For an in-season development war defined by deployment maps, battery cycle behaviour and recovery harvesting, that data gap compounds week by week. It is also the kind of structural disadvantage that money cannot quickly fix - finding a customer team this late in the cycle is essentially impossible.

Wheatley was equally candid about where Audi sits on raw competitive form, refusing to dress up the team's early-season standing.

"It won't come as a surprise to anyone - it's a brand new chassis, brand new power unit. We've got some areas to make up. I think especially our focus at the moment is on the powertrain side," he said.

The combination of a new chassis, new PU and new operational structure is the kind of stack that has historically taken even well-funded F1 entrants two to three seasons to fully optimise. Audi's ambition - announced years ago, when the project was conceived as a Sauber acquisition with works engine - was always to use 2026 as a foundational year. Wheatley's comments suggest the internal expectation matches the external reality.

The team principal was warmer when the conversation turned to the driver line-up. Audi's bet on retaining Gabriel Bortoletto for a second season alongside Nico Hulkenberg has, in Wheatley's view, started to pay off in the kind of granular ways that don't always show up on a Sunday afternoon.

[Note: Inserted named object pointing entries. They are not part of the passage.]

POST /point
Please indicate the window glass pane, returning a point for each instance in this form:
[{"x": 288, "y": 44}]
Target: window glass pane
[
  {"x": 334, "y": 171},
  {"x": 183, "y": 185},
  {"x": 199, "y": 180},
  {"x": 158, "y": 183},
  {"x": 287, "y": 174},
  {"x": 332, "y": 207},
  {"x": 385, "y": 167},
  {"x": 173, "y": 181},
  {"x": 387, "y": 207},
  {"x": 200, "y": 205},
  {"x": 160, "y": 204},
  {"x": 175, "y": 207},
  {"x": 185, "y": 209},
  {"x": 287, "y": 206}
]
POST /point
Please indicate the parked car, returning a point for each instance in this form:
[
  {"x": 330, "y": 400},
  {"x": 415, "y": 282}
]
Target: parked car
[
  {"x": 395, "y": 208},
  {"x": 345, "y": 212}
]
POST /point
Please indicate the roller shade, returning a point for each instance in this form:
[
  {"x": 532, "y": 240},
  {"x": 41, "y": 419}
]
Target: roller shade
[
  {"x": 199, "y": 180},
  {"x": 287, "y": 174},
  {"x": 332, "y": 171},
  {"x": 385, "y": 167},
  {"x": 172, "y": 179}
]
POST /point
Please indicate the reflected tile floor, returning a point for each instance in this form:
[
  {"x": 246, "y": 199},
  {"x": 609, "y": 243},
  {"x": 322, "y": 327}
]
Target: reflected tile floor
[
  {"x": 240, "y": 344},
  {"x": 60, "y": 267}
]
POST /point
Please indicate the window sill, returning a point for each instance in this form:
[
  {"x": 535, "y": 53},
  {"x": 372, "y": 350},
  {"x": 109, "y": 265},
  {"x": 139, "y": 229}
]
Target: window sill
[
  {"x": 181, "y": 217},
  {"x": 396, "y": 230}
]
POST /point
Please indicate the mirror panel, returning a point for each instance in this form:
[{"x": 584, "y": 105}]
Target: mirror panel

"Firstly, I've been encouraged with both drivers over the winter," Wheatley said. "Recharging, coming back fully focused, and absolutely embedded with their engineers, looking at every single detail."

The language is telling. "Embedded with their engineers" is a phrase that, inside an F1 team, means the drivers are doing the unsexy work of debrief detail, simulator correlation runs and feedback discipline. That is the work that turns a year-two driver into a year-three contender, and it is what Audi will need from Bortoletto to justify the long-term plan that Wheatley has been brought in to lead.

The picture Wheatley painted in Saudi was less a complaint than a quietly delivered project plan. Audi knows it has a power unit gap, knows it has a data deficit, knows it has a chassis that needs work, and knows the only response is patience, structure and the mileage to close those numbers down. The eight-versus-two scoreboard that he flagged on Sunday will not balance overnight - but in framing the problem, Wheatley made clear his team understands exactly which mountain it is climbing.